Evaluation of reactivity indexes and durability properties of slag-based geopolymer concrete incorporating corn cob ash

Abstract

The method of determining the quantities of geopolymer concrete (GPC) ingredients to attain the required and specifiable characteristics is complex owing to the involvement of more variables compared with Portland cement concrete (PCC) systems. Therefore, this study evaluated the hydraulic responses and chemical resistance of GPC produced with supplementary cementitious materials (SCMs), ground granulated blast furnace slag (GGBFS) and corn cob ash (CCA) at ambient curing conditions. Corn cob was dehydroxylated at 600 °C and used as a partial replacement for GGBFS at 0, 20, 40, 60, 80, and 100%. The activators used were 12, 14 and 16 M concentration (M) of both sodium silicate (SS) and sodium hydroxide (SH).
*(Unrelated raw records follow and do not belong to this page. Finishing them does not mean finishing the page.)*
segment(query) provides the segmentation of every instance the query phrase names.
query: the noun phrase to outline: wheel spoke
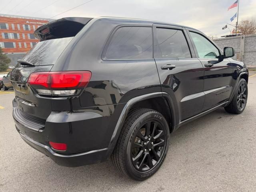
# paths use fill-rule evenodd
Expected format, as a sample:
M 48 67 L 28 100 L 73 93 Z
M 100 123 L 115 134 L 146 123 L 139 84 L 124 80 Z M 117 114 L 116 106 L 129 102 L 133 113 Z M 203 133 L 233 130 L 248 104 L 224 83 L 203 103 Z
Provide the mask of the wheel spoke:
M 139 169 L 141 169 L 141 166 L 143 164 L 143 163 L 144 163 L 144 162 L 145 161 L 145 160 L 146 159 L 146 157 L 147 157 L 147 153 L 144 154 L 143 154 L 143 158 L 142 158 L 142 160 L 141 161 L 141 162 L 140 162 L 140 165 L 139 165 Z
M 164 135 L 164 131 L 159 130 L 159 132 L 158 133 L 158 134 L 156 135 L 156 136 L 155 136 L 153 138 L 154 139 L 156 139 L 160 138 L 161 136 Z
M 139 152 L 137 156 L 134 158 L 132 158 L 132 161 L 134 162 L 135 164 L 138 162 L 138 160 L 142 156 L 142 154 L 143 154 L 143 151 L 141 150 Z
M 147 156 L 148 157 L 148 163 L 149 168 L 152 168 L 154 166 L 154 165 L 152 162 L 152 159 L 151 159 L 150 154 L 148 153 Z
M 153 154 L 154 154 L 154 155 L 155 156 L 156 161 L 158 161 L 160 158 L 160 156 L 158 155 L 158 154 L 157 154 L 157 153 L 154 149 L 152 149 L 151 150 L 151 151 L 153 153 Z
M 136 143 L 135 142 L 134 142 L 132 144 L 132 148 L 142 148 L 143 147 L 143 146 L 140 144 L 139 144 L 138 143 Z
M 160 139 L 160 141 L 153 145 L 154 147 L 162 147 L 164 146 L 164 140 Z
M 137 132 L 137 134 L 136 135 L 136 136 L 137 137 L 139 137 L 142 140 L 143 140 L 144 141 L 146 141 L 146 139 L 145 138 L 145 137 L 144 136 L 142 135 L 142 134 L 141 133 L 141 132 L 140 132 L 140 130 L 139 130 L 138 132 Z
M 158 123 L 157 122 L 154 122 L 154 127 L 153 128 L 153 131 L 152 132 L 152 134 L 151 135 L 151 138 L 154 137 L 154 136 L 155 134 L 155 131 L 156 131 L 157 126 L 158 124 Z
M 146 136 L 149 136 L 150 133 L 150 126 L 151 125 L 151 122 L 148 122 L 146 124 Z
The chemical compositions of individual and mixed binders were analyzed, while the chemical moduli of each and blended binder were examined and evaluated based on the significant reactive oxides, hence resulting in the evaluation of reactivity indexes (RIs). Moreover, the compressive strength was predicted based on the RIs and mix design proportions (MDPs) of the blended concrete, while the durability properties of each concrete sample were investigated. The results indicated that the oxide compositions of GGBFS and CCA influenced the compressive strength of GPC produced. Compared with the experimental results, the predictive compressive strengths based on the RIs and the MDPs yielded a high precision with 95% “R2”. Furthermore, the incorporation of both GGBFS and CCA increased the durability of GPC produced against sulfate attacks. Ultimately, the model equations developed by this study can be beneficial in the refinement of mix designs of both GPC and conventional concrete incorporating SCMs provided the oxide compositions of the elements are obtained.